Ice sheet modeling

Estimating current and future ice sheet contributions to sea level rise is a very active area of research, and despite recent advances in ice sheet modeling, key controlling aspects of ice dynamics, such as basal friction or ice hardness, are still poorly understood and poorly constrained. Ice sheet models will not be reliable unless we better understand these physical processes and include them in numerical models.

Data assimilation techniques such as inverse methods, that combine ice sheet modeling and surface observations, provide the tools to tackle these questions. We have used inverse methods to investigate the patterns of basal friction under grounded ice using surface velocities derived from Satellite interferometry (Morlighem et al. 2011). More recently, we have applied these techniques at the scale of Antarctica (Morlighem et al. 2013) and we discovered that basal sliding is widespread beneath the Antarctic Ice Sheet. This suggests that coastal perturbations may be transmitted further inland than expected.


Our group has co-founded the Ice Sheet System Model in partnership between UC Irvine and the NASA Jet Propulsion Laboratory. ISSM is a large scale, high-resolution, massively parallelized finite element model dedicated to ice sheet modeling and is our primary tool to address the science questions we are interested in.



Calving Dynamics

Warmer ocean waters trigger ice-front retreats of marine-terminating glaciers, and the corresponding loss in resistive stress leads to glacier acceleration and thinning. We have implemented a level-set based method to track moving boundaries within our ice sheet model. More work is needed to find a universal calving law, the holy grail of ice sheet modelers…

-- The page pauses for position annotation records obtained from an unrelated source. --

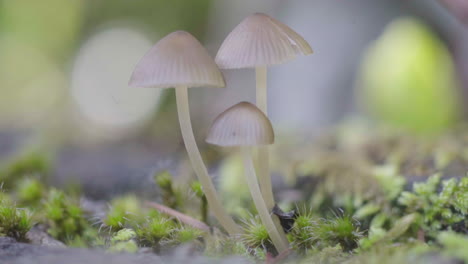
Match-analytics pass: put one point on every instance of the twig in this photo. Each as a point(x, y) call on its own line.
point(273, 260)
point(179, 216)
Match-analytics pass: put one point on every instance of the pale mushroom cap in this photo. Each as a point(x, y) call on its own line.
point(241, 125)
point(260, 40)
point(177, 60)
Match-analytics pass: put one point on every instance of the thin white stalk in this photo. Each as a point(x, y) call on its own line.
point(197, 163)
point(263, 163)
point(259, 202)
point(263, 153)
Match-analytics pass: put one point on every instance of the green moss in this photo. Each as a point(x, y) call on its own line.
point(66, 219)
point(154, 230)
point(14, 222)
point(256, 235)
point(124, 211)
point(455, 245)
point(438, 209)
point(124, 241)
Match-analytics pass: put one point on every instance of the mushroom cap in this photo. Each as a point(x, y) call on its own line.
point(260, 40)
point(177, 60)
point(241, 125)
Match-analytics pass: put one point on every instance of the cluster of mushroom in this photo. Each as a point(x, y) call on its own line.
point(180, 61)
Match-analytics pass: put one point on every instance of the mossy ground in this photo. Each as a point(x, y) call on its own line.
point(363, 198)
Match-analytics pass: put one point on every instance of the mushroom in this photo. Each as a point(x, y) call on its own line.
point(244, 125)
point(180, 61)
point(257, 42)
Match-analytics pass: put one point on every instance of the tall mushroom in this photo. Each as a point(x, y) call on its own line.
point(257, 42)
point(244, 125)
point(180, 61)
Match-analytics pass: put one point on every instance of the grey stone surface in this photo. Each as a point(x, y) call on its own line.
point(38, 236)
point(13, 252)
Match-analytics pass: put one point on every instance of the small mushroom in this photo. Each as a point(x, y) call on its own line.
point(257, 42)
point(245, 126)
point(179, 60)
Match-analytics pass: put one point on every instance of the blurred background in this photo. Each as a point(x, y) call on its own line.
point(65, 65)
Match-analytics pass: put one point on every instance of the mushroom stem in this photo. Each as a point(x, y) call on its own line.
point(197, 163)
point(263, 157)
point(263, 154)
point(280, 244)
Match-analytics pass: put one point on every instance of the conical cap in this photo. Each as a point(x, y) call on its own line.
point(260, 40)
point(241, 125)
point(177, 60)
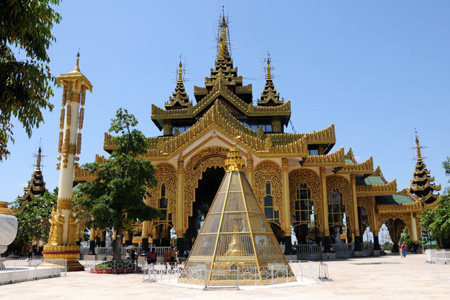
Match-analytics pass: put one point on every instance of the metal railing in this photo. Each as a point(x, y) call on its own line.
point(343, 246)
point(437, 255)
point(14, 270)
point(318, 270)
point(367, 246)
point(309, 248)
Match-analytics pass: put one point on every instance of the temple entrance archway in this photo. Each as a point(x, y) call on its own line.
point(204, 196)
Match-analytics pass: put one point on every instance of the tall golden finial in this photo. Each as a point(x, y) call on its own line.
point(38, 162)
point(180, 72)
point(419, 154)
point(223, 36)
point(77, 66)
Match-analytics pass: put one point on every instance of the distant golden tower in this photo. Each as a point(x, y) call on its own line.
point(63, 235)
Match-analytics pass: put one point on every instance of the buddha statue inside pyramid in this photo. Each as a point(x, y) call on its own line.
point(236, 241)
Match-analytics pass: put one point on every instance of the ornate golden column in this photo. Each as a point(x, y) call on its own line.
point(179, 222)
point(62, 238)
point(358, 239)
point(286, 225)
point(326, 226)
point(250, 168)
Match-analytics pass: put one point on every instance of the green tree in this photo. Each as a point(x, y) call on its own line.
point(406, 238)
point(34, 218)
point(116, 196)
point(437, 219)
point(25, 85)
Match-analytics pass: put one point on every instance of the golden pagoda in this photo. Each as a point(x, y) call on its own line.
point(300, 181)
point(236, 241)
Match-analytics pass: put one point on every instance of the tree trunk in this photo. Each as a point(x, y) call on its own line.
point(118, 247)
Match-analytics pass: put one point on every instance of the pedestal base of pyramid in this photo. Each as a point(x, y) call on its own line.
point(71, 253)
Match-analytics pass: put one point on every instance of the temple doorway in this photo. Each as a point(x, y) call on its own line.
point(204, 196)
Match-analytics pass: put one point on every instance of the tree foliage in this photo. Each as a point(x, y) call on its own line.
point(34, 217)
point(116, 196)
point(437, 219)
point(25, 84)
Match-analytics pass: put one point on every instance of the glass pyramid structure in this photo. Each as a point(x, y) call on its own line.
point(236, 243)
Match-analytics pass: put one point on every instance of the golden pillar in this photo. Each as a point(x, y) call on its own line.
point(286, 225)
point(250, 169)
point(326, 226)
point(179, 221)
point(63, 235)
point(358, 238)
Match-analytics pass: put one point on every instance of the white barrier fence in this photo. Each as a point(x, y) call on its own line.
point(167, 274)
point(14, 270)
point(437, 255)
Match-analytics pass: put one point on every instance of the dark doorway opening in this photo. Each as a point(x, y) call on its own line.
point(204, 196)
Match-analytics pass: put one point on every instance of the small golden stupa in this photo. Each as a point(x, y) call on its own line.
point(236, 241)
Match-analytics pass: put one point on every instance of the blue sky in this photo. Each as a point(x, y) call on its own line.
point(375, 69)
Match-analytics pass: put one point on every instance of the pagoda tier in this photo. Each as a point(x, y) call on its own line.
point(36, 186)
point(224, 85)
point(269, 96)
point(422, 185)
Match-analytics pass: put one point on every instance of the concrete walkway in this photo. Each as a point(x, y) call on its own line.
point(384, 277)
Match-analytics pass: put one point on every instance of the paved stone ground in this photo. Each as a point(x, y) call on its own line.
point(386, 277)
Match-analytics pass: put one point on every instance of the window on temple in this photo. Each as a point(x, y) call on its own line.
point(304, 207)
point(337, 219)
point(181, 129)
point(162, 205)
point(272, 215)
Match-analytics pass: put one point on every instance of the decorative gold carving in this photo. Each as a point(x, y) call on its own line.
point(336, 182)
point(362, 168)
point(81, 119)
point(377, 189)
point(79, 143)
point(71, 149)
point(335, 159)
point(72, 237)
point(65, 147)
point(61, 135)
point(64, 203)
point(213, 157)
point(75, 97)
point(69, 115)
point(269, 171)
point(312, 181)
point(64, 98)
point(165, 174)
point(83, 97)
point(56, 228)
point(61, 119)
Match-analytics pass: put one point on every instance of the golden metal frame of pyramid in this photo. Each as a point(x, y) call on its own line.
point(236, 242)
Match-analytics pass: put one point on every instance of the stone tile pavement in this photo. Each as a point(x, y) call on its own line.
point(386, 277)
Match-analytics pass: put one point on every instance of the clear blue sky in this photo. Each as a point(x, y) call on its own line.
point(376, 69)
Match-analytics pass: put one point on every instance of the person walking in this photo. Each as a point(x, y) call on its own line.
point(403, 249)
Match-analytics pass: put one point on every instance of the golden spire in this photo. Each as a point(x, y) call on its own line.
point(234, 161)
point(77, 66)
point(419, 155)
point(38, 163)
point(180, 72)
point(223, 47)
point(269, 76)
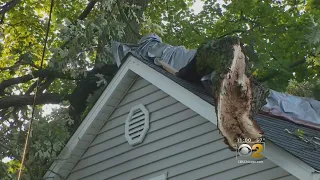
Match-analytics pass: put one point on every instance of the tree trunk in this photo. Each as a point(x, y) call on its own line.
point(237, 95)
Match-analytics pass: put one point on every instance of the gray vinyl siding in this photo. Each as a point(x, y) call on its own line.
point(179, 142)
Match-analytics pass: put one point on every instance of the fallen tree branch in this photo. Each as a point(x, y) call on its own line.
point(23, 100)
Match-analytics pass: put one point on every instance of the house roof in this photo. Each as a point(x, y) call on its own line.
point(281, 148)
point(274, 128)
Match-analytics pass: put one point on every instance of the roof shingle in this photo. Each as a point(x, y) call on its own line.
point(275, 129)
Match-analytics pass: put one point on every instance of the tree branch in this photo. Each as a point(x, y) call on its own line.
point(124, 16)
point(5, 8)
point(40, 73)
point(87, 10)
point(232, 32)
point(23, 100)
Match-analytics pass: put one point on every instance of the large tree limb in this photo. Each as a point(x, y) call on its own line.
point(23, 100)
point(237, 95)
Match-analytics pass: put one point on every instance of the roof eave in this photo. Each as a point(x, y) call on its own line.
point(133, 66)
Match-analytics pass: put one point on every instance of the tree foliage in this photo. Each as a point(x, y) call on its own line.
point(282, 40)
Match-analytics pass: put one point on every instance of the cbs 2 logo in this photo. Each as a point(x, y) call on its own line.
point(254, 151)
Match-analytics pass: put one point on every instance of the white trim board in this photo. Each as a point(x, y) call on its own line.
point(273, 152)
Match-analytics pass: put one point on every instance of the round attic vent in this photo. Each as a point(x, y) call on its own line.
point(137, 124)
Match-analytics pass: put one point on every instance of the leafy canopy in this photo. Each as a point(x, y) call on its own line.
point(282, 40)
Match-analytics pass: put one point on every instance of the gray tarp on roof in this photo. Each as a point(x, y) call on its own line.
point(150, 47)
point(294, 108)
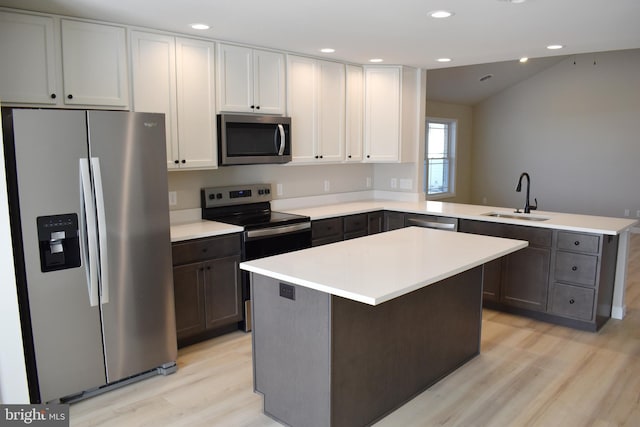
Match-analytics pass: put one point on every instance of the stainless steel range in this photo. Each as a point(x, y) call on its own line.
point(266, 232)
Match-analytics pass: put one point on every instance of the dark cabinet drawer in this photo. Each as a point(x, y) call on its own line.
point(576, 268)
point(578, 242)
point(204, 249)
point(356, 224)
point(327, 229)
point(376, 222)
point(534, 235)
point(572, 301)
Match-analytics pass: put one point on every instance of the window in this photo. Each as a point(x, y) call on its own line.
point(440, 158)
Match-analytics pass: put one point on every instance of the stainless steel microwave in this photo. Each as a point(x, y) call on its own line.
point(253, 139)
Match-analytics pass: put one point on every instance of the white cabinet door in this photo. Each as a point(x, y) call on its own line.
point(27, 59)
point(331, 111)
point(250, 80)
point(196, 103)
point(94, 64)
point(354, 113)
point(302, 102)
point(154, 83)
point(235, 79)
point(382, 114)
point(269, 82)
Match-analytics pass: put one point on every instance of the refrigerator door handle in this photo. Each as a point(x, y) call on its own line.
point(88, 233)
point(102, 231)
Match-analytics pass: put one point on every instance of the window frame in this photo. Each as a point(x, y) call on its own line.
point(451, 157)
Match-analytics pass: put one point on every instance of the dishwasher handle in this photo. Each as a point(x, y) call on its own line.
point(451, 225)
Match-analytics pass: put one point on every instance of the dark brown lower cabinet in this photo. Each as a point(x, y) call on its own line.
point(207, 287)
point(562, 277)
point(525, 278)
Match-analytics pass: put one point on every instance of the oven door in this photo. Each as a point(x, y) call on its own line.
point(266, 242)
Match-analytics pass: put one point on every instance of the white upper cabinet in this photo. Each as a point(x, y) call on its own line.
point(175, 76)
point(354, 114)
point(250, 80)
point(316, 104)
point(94, 64)
point(88, 68)
point(28, 69)
point(391, 125)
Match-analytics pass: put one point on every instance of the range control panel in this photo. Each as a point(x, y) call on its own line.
point(236, 195)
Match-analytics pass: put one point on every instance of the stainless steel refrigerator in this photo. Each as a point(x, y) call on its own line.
point(90, 229)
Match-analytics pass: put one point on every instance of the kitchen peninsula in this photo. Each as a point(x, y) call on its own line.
point(348, 332)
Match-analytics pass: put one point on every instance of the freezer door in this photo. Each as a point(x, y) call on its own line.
point(66, 328)
point(128, 157)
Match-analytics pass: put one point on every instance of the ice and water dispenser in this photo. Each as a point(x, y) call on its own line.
point(59, 242)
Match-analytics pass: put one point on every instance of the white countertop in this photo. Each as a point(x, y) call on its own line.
point(561, 221)
point(201, 228)
point(380, 267)
point(556, 220)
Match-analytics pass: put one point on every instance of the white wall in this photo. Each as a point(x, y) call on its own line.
point(297, 181)
point(13, 379)
point(575, 127)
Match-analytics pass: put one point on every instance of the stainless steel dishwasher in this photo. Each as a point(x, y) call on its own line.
point(432, 221)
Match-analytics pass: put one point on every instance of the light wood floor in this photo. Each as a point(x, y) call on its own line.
point(528, 374)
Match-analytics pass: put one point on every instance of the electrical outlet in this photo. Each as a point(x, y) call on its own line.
point(406, 183)
point(287, 291)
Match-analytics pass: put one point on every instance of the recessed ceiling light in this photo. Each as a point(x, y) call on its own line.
point(440, 14)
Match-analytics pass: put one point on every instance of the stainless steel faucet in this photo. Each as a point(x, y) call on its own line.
point(527, 207)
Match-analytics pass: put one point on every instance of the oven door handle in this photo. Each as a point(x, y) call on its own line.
point(274, 231)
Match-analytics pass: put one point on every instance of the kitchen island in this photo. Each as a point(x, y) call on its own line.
point(346, 333)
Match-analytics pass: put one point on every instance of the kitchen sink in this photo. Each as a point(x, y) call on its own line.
point(516, 215)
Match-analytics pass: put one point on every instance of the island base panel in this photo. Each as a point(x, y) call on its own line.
point(322, 360)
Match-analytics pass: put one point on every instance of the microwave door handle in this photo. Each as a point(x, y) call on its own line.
point(283, 140)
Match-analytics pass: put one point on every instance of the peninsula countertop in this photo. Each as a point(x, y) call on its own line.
point(552, 220)
point(380, 267)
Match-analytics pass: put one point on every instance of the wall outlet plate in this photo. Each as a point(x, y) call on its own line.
point(287, 291)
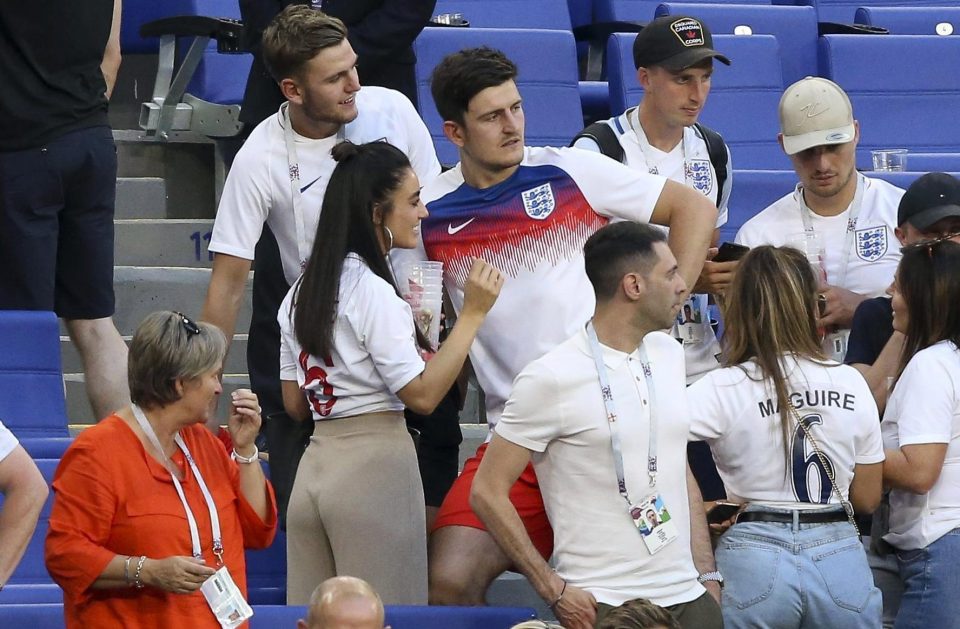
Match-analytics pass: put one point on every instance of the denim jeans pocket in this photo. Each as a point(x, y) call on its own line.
point(847, 575)
point(750, 570)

Bed topography inferred from mass conservation

We have devised a new method to infer the bed topography beneath the ice sheets at high resolution (150 m) based on the conservation of mass and optimization. The traditional method for interpolating ice thickness data from airborne radar sounding surveys onto regular grids is to employ geostatistical techniques such as kriging. While this approach provides continuous and seamless maps of ice thickness, it generates products that are not consistent with ice flow dynamics and are impractical for high-resolution ice flow simulations. Recently, we mapped the entire coast of Greenland (Morlighem et al. 2014) and showed that glaciers flow down well-defined, deep topographic channels with deep narrow depressions within mountain block landscapes, suggesting that the ice sheet will be vulnerable to more rapid retreat in the coming century than previously thought.